Abandoning California's commitment to education -- latimes.com


Abandoning California's commitment to education -- latimes.com:

"In 1960, a committee of educators working under the leadership of the visionary University of California President Clark Kerr handed Pat Brown, an equally farsighted governor, something he'd long hoped for: a master plan for higher education in California.

Brown and Kerr shared a desire to create a system that would simultaneously encourage academic excellence and equality of opportunity for students of every class and background. They succeeded beyond even their expansive dreams and, in the process, created not simply a network of world-class academic institutions but also a great engine of social progress and prosperity for the California economy."

The plan guaranteed the top 12.5% of the state's high school graduates places in the UC system; the top one-third of graduates were assured places in the state colleges; and free community colleges were open to all. A graduate of the latter's two-year programs was guaranteed admission as a transfer student to a university or state college. Fees and books at those institutions amounted to a few hundred dollars a year.

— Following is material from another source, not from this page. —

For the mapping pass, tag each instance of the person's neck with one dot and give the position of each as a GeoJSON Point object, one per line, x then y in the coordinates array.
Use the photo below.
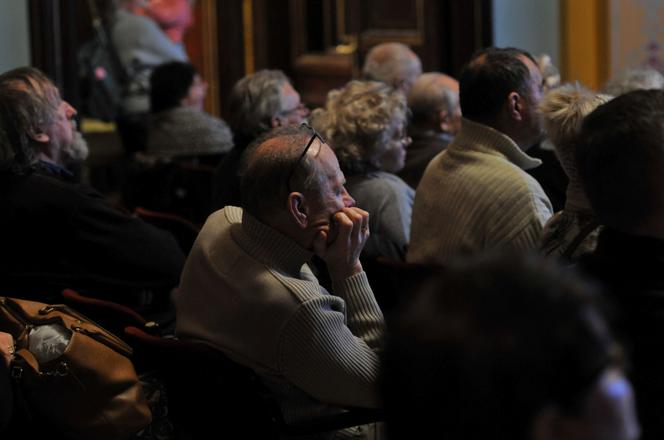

A special legislative session passed the plan as the Donahoe Higher Education Act and, within short order, slightly more than half of all California high school graduates were attending college -- in an era when less than a third of all Americans went on to higher education. The public universities' burgeoning web of affordable professional schools amplified the system's effect. Its contribution to the decades of unparalleled prosperity that followed can't be calculated.